Multiple factors, including inflammation contribute to chronic low back pain. Inflammation is mediated by numerous genes. The study aims to determine how variations in the genes encoding key inflammatory mediators impact the response of patients with chronic low back pain to physical therapy treatment. Gene variations that are known to be linked to inflammation and pain will be tested against their possible association on physical therapy treatment outcomes, to inform clinical decisions on optimal care. This study will support training in clinical research on pain within the context of the HEAL BACPAC Mechanistic Research Center. It will provide resources for a research project relevant to the parent grant and the career development of an individual in the field of pain research. The ability to identify a set of genetic variations and classify patients according to treatment response might enable use of DNA testing as a screening tool for targeted treatments for patients with CLBP.

1U19AR076725-01
HEALing LB3P: Profiling Biomechanical, Biological and Behavioral phenotypes Clinical Research in Pain Management Back Pain Consortium Research Program NIAMS UNIVERSITY OF PITTSBURGH AT PITTSBURGH SOWA, GWENDOLYN A (contact); VO, NAM V Pittsburgh, PA 2019
NOFO Title: HEAL Initiative: Back Pain Consortium (BACPAC) Research Program: Mechanistic Research Centers (U19 Clinical Trial Optional)
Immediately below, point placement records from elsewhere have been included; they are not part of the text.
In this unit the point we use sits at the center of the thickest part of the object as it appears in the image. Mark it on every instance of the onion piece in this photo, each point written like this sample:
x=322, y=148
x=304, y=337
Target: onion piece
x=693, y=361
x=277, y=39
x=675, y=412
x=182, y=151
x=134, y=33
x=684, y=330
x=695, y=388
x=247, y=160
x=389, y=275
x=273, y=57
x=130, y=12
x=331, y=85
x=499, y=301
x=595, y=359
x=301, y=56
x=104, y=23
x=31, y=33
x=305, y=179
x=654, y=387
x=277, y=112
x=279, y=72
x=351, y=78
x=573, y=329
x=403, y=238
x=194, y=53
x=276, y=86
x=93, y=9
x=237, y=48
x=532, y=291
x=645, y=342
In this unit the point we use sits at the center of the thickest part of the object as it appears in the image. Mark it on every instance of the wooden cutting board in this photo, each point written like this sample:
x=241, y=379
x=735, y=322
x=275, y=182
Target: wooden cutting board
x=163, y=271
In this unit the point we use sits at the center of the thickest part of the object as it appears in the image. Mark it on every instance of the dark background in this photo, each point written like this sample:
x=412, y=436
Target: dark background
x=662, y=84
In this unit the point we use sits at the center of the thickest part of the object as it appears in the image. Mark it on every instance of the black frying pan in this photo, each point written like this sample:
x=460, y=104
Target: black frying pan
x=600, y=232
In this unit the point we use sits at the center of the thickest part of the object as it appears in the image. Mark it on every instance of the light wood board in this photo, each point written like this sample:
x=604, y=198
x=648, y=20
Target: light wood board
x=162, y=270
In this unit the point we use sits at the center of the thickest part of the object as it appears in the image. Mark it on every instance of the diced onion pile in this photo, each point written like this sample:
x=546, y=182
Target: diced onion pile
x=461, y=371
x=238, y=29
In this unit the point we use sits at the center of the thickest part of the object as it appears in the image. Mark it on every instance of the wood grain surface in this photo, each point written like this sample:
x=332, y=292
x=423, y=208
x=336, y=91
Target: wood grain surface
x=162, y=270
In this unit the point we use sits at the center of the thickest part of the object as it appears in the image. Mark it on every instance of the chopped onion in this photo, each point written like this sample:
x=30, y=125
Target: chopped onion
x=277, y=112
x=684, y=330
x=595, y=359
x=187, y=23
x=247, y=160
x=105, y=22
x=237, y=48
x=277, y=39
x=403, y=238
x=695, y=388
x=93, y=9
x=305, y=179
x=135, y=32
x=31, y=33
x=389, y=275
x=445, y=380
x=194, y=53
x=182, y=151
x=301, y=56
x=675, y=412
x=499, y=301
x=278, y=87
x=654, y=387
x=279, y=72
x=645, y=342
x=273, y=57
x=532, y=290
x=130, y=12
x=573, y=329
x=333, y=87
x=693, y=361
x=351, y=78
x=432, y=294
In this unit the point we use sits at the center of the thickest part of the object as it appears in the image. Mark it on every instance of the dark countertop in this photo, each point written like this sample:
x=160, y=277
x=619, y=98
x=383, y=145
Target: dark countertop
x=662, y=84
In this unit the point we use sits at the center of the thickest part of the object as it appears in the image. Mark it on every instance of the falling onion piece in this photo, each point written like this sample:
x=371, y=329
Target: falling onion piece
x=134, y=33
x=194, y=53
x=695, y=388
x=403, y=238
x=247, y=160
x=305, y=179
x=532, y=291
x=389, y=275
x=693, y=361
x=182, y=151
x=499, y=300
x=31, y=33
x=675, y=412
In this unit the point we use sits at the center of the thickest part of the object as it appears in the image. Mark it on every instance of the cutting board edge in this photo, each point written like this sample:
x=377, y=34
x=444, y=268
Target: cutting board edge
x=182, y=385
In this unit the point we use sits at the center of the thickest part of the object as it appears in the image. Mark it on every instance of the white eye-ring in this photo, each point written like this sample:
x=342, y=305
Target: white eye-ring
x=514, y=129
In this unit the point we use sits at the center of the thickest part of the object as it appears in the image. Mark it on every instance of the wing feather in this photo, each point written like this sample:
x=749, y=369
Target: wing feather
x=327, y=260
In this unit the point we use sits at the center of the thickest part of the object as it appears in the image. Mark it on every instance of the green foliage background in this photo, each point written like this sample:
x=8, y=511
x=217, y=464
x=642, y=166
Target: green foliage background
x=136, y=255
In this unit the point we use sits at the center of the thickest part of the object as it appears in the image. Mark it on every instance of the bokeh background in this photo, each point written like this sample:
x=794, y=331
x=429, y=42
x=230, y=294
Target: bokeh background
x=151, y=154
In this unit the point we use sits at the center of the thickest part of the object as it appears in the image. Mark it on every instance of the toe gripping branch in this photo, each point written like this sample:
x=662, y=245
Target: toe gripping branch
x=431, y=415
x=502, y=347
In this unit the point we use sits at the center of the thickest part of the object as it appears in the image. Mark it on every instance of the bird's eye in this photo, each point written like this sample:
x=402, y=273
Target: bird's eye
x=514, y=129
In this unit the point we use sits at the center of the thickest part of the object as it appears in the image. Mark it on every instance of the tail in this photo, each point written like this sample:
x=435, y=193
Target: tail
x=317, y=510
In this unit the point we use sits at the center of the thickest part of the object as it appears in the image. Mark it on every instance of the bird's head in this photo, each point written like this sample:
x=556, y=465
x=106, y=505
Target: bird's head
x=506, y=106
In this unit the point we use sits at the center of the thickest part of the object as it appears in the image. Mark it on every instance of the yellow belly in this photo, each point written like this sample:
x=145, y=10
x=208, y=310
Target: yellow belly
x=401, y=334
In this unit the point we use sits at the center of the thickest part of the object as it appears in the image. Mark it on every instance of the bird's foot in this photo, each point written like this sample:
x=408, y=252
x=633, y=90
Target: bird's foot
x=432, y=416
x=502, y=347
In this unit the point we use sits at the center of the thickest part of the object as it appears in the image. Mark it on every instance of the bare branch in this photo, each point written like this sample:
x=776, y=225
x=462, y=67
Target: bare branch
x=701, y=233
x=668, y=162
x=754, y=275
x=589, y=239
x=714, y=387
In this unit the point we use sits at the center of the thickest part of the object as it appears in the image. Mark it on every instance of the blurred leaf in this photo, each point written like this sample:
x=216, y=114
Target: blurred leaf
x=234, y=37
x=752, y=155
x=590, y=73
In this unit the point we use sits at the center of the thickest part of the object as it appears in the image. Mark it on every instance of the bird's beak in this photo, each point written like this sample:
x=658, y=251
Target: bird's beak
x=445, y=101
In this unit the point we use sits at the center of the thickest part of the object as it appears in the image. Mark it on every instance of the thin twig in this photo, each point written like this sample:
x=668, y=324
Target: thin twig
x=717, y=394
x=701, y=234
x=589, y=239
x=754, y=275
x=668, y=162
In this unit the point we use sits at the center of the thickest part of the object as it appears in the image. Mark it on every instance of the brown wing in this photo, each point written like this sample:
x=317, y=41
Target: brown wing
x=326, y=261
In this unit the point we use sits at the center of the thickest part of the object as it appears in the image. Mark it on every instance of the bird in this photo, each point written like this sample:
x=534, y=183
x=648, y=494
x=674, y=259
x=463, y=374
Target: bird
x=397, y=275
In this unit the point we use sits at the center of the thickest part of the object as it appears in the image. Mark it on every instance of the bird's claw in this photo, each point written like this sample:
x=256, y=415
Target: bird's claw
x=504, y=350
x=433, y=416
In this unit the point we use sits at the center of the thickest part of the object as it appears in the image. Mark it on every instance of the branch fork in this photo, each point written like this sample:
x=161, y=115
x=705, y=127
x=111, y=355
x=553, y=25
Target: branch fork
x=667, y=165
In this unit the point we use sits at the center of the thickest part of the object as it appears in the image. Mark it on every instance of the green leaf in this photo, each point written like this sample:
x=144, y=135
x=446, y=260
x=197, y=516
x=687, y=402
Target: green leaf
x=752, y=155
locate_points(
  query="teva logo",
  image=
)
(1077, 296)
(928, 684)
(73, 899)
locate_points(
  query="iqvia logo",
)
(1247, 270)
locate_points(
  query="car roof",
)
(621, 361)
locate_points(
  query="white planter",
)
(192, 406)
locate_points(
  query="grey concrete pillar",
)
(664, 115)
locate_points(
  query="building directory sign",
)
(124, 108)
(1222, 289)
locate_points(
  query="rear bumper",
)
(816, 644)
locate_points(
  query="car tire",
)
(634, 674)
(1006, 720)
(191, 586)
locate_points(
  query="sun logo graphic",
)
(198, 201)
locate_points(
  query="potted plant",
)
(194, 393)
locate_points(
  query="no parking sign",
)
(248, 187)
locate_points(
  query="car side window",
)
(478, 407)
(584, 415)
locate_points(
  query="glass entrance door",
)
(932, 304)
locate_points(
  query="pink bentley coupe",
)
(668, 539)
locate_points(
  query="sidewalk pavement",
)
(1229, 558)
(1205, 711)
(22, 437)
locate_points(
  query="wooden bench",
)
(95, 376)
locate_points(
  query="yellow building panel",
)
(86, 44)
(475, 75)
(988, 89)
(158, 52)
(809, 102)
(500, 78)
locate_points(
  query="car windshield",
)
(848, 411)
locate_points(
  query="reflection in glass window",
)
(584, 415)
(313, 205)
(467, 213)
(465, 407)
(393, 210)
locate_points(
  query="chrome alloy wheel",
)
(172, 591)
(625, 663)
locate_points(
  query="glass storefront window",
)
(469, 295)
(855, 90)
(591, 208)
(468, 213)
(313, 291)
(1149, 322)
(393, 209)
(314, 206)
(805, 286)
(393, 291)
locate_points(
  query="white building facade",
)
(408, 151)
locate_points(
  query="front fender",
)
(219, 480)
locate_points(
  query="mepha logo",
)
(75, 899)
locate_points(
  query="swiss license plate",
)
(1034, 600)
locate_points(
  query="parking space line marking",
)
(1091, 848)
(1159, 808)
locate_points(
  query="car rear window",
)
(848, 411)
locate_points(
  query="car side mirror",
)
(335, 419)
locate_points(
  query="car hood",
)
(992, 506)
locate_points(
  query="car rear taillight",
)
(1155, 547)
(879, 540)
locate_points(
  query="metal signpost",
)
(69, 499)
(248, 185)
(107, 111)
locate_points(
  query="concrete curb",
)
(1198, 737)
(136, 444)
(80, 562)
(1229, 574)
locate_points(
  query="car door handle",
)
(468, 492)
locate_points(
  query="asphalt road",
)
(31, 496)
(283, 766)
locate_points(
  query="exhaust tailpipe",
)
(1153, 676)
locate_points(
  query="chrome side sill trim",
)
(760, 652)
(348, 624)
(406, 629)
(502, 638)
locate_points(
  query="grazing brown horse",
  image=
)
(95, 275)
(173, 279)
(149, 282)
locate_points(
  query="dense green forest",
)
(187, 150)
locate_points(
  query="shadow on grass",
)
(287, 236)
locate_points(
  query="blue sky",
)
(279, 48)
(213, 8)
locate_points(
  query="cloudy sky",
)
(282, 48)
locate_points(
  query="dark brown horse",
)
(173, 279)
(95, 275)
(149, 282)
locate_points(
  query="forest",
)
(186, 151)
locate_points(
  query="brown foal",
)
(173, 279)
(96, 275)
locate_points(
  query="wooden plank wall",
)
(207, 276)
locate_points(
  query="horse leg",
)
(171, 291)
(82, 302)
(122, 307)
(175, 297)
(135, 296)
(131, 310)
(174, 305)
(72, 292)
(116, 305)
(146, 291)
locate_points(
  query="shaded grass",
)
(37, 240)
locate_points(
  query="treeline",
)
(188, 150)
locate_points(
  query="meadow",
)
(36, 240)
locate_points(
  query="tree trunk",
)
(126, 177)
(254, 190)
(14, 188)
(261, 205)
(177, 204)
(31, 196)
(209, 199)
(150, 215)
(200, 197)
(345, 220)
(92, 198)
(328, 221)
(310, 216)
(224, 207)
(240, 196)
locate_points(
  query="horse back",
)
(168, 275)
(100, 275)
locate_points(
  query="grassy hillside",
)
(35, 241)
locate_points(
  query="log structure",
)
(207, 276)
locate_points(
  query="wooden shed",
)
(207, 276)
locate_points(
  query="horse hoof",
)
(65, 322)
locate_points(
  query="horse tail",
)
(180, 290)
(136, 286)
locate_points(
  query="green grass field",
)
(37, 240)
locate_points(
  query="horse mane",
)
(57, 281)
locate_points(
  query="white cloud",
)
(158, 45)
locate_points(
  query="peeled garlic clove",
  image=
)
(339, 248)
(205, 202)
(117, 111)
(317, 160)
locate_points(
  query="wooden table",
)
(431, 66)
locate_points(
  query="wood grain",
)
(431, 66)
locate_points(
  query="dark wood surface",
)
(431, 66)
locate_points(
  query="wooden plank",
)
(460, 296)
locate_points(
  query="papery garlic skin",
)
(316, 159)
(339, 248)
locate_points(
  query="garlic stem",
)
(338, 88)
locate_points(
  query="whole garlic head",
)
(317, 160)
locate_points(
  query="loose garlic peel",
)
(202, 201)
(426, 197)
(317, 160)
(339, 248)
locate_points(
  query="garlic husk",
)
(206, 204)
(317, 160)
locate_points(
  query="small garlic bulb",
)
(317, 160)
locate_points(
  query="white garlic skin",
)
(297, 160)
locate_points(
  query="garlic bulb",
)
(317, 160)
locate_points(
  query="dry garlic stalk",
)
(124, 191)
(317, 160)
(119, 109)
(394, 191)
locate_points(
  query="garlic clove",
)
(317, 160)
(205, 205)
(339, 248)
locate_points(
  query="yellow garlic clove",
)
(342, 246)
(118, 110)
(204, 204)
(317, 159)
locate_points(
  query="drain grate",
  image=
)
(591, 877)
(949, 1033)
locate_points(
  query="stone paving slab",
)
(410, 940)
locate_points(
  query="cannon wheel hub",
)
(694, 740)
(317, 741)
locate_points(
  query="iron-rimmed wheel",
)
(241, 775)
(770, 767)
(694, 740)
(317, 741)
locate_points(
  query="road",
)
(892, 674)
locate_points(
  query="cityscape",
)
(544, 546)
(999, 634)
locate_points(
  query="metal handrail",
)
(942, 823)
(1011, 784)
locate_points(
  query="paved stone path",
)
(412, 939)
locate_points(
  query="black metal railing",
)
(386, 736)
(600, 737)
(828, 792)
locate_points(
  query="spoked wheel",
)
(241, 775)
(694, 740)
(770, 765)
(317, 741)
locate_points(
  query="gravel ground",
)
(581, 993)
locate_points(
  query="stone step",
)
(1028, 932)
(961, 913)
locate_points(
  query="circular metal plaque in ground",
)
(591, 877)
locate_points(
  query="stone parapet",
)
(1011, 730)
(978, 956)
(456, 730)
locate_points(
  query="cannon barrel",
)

NOFO Number: RFA-AR-19-026
Summary:

The University of Pittsburgh Low Back Pain: Biological, Biomechanical, and Behavioral Phenotypes (LB3P) Mechanistic Research Center (MRC) will to perform in-depth phenotyping of patients with chronic low back pain (cLBP), using a multimodal approach to characterize patients and provide insight into the phenotypes associated with experience of cLBP to direct targeted and improved treatments. The LB3P MRC will be formed of three Research Cores, three support cores, and one research project. This approach will leverage and integrate distinctive resources at the University of Pittsburgh laboratories to deliver quantified biomechanical, biological, and behavioral characteristics; functional assessments; and patient-reported outcomes, coupled with advanced data analytics using a novel Network Phenotyping Strategy (NPS). By eliminating isolated and disconnected approaches to treatment and focusing on personalized patient-centric approaches, this approach will yield improved outcomes and patient satisfaction.